With hstack helpers (stack-scoped):

```bash
# Inspect:
hstack stack eas happier env:list --environment production

# Create (use env:update if it already exists):
hstack stack eas happier env:create --name EXPO_APP_NAME --value "Happier" --environment production --visibility plainText
hstack stack eas happier env:create --name EXPO_APP_BUNDLE_ID --value "dev.happier.app" --environment production --visibility plainText
hstack stack eas happier env:create --name EXPO_APP_SCHEME --value "happier" --environment production --visibility plainText
hstack stack eas happier env:create --name EXPO_APP_OWNER --value "happier-dev" --environment production --visibility plainText
hstack stack eas happier env:create --name EXPO_APP_SLUG --value "happier" --environment production --visibility plainText
```

Tip:

- If you see “No environment variables with visibility Plain text and Sensitive found…”, it means your EAS environment variables are missing (or set to `secret`).
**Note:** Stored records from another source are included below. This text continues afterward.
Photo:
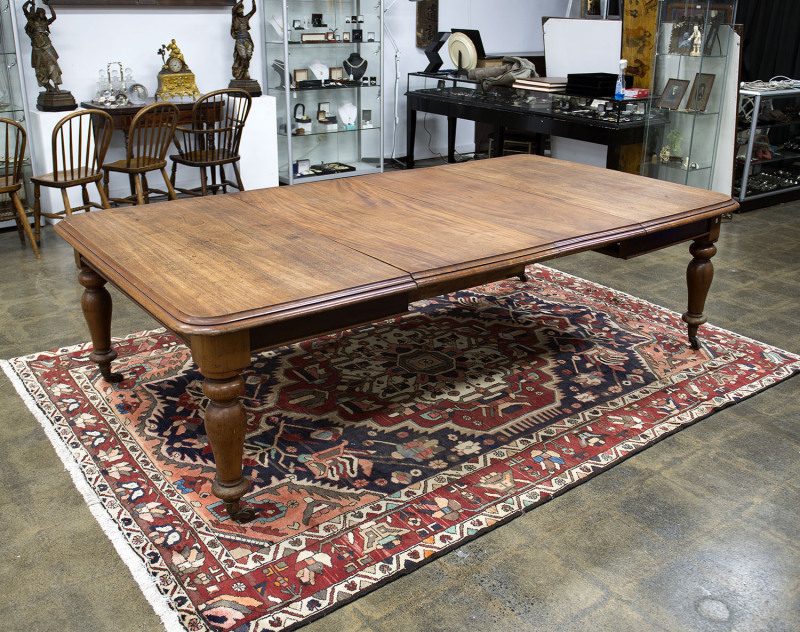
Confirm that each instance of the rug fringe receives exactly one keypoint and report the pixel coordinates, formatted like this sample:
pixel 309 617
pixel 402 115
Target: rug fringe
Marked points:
pixel 157 601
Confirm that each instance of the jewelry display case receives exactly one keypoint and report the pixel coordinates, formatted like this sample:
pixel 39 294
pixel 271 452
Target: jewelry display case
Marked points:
pixel 767 146
pixel 604 111
pixel 690 72
pixel 324 63
pixel 12 106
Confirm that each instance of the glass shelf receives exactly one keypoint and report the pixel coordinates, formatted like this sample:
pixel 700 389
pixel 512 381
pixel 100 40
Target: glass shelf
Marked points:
pixel 691 130
pixel 291 63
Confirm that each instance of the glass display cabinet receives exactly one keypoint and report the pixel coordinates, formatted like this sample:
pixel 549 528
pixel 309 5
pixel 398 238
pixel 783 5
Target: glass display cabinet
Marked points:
pixel 767 147
pixel 324 64
pixel 12 106
pixel 690 68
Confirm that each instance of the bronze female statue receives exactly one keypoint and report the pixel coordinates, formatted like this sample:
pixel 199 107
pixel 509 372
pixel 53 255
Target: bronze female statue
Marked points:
pixel 44 58
pixel 243 47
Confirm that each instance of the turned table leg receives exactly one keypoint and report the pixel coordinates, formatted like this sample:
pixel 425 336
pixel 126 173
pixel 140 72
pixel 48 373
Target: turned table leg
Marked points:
pixel 221 360
pixel 699 274
pixel 96 304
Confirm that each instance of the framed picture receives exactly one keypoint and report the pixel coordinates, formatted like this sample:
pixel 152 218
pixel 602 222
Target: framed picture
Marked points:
pixel 313 37
pixel 701 90
pixel 711 34
pixel 144 3
pixel 673 94
pixel 590 8
pixel 680 10
pixel 680 41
### 5) EAS project + account sanity checks

If you see permission errors, verify the Expo account:

```bash
hstack stack eas happier whoami
hstack stack eas happier login
```

If the project is not initialized/linked under your account yet:

```bash
hstack stack eas happier project:init
```

### 6) Build (iOS / Android)

First-time iOS credential setup usually requires interactive mode:

```bash
hstack stack eas happier ios --profile production --interactive
```

After credentials are set up, you can run non-interactive builds:

```bash
hstack stack eas happier ios --profile production --no-wait --non-interactive
hstack stack eas happier android --profile production --no-wait --non-interactive
```

### Common pitfalls

- **`eas.json is not valid` / `"build.base" must be of type object`**:
  - your `eas.json` is using an old schema; update `build.base` to an object and use `"extends": "base"`.
- **`Credentials are not set up. Run this command again in interactive mode.`**:
  - run the same build with `--interactive` once to configure iOS signing.
- **Cloud build doesn’t see stack env vars**:
  - set EAS environment variables (project settings) and make sure your profile has `"environment": "production"`.